It's just a idea and I understand it's not a perfect option but it's something.

Next we need to address school access. No, I don't want military style compounds with razor wire...but it seems children loitering around, like in this case, 7th period when many don't have a class...running around unsupervised and the doors unlocked. Seems these children need to be in a central area.

I'm open for honest discussions on really making our kids safe. So far, blaming mental health and guns has failed. People set on harming others will find a way and the only things I can think of, is making that harder to do. Shutting off easy access imo is a good place to start.

Laws don't effect anyone other than law abiding people.


----------



## BATWING (May 9, 2008)

At what point do you stop relying on the govt to raise, protect and educate your children? 53% of the states budget already goes to education and you can bet they will want more. The fed money is about $68 BILLION

If one is concerned with violence in schools why not practice programs that already work (ex: Israel). On 2nd thought may not get govt out of education and let the market dictate based on security of your child. Your in control not the govt'.


----------



## photofishin (Aug 7, 2009)

Skifffer said:


> I don't have any problems with that, if you got that message it was unintended. I don't understand how hoping we can do a better job of protecting lives is a liberal position, it is just natural instincts to me.


you keep making statements that call for removing civil rights...THAT is a liberal position


----------



## Grumpy365 (Oct 21, 2010)

toolie said:


> Every one of these 'kids' is on some sort of medication, anti-depressants, ridillin, or something. That is never mentioned in any discussion because no one wants to offend the pharma's. I would like to see a real study/analysis of the drugs each of these shooters is being fed.


Why were they on the meds?

NOT because they were well adjusted, sound individuals.

They had problems. Their parents saw it, the doctors saw it, so what were they suppose to do? Institutionalize them for life?

They did the only thing they could do. They tried to medicate. There is NO way of knowing what unmedicated psycho kid would have done or when.

And all that the meds tell me is they were sick / mentally ill.
I bet all these kids drank milk at some time in their lives too


----------



## banpouchi (Feb 21, 2011)

Two statements that I am sure will get me thrown in 2cool jail.

1. I would not want my children going to school in a prison as most here suggest.

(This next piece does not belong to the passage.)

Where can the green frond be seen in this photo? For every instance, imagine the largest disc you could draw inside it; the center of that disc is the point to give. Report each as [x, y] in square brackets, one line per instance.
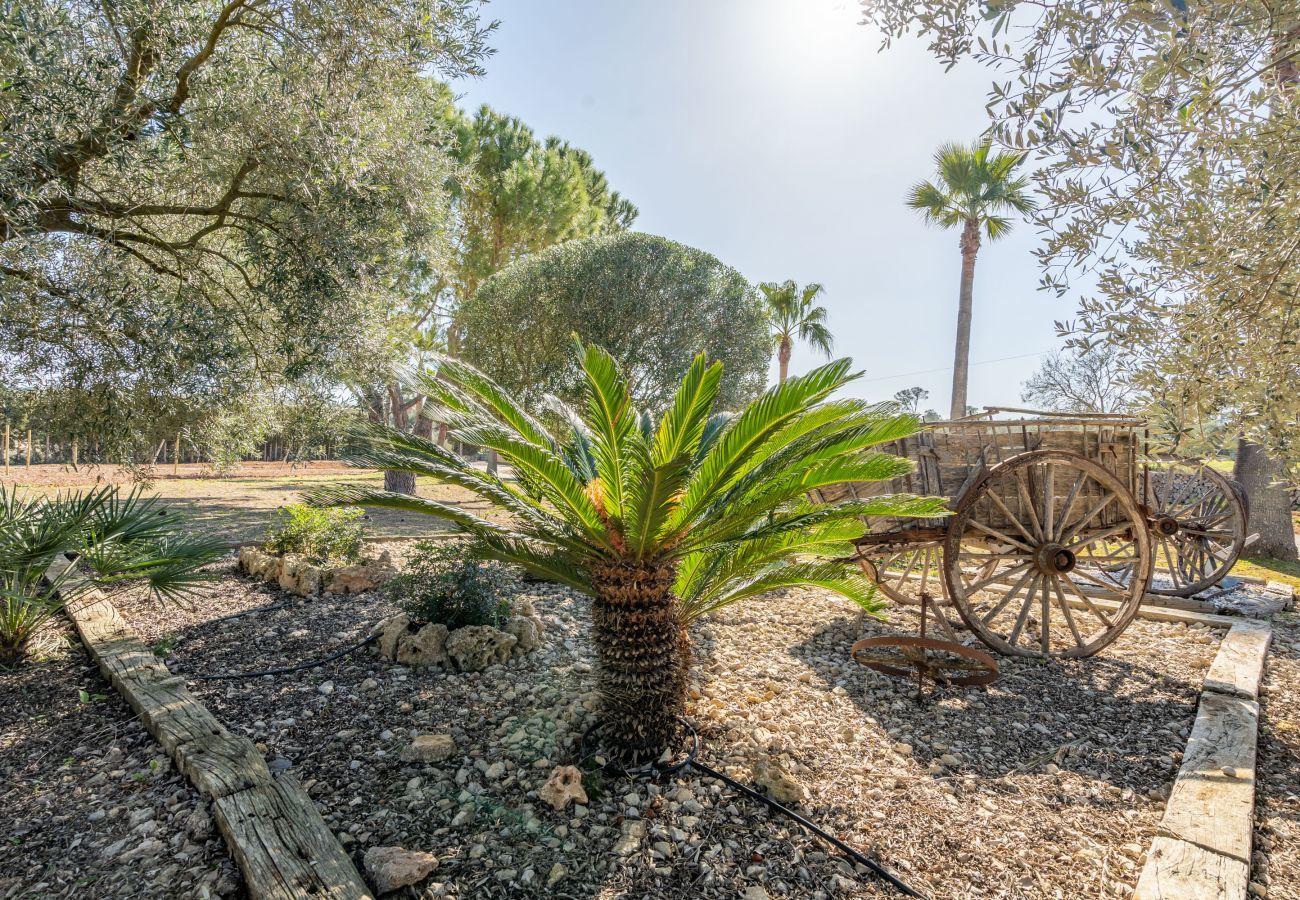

2. Why not make all gun owners have a license, maybe not an FFL but something so if you go to buy or sell, your background can be really checked. Something similar to a drivers license as to different levels of gun ownership.


----------



## bill (May 21, 2004)

BATWING said:


> At what point do you stop relying on the govt to raise, protect and educate your children? 53% of the states budget already goes to education and you can bet they will want more. The fed money is about $68 BILLION
> 
> If one is concerned with violence in schools why not practice programs that already work (ex: Israel). On 2nd thought may not get govt out of education and let the market dictate based on security of your child. Your in control not the govt'.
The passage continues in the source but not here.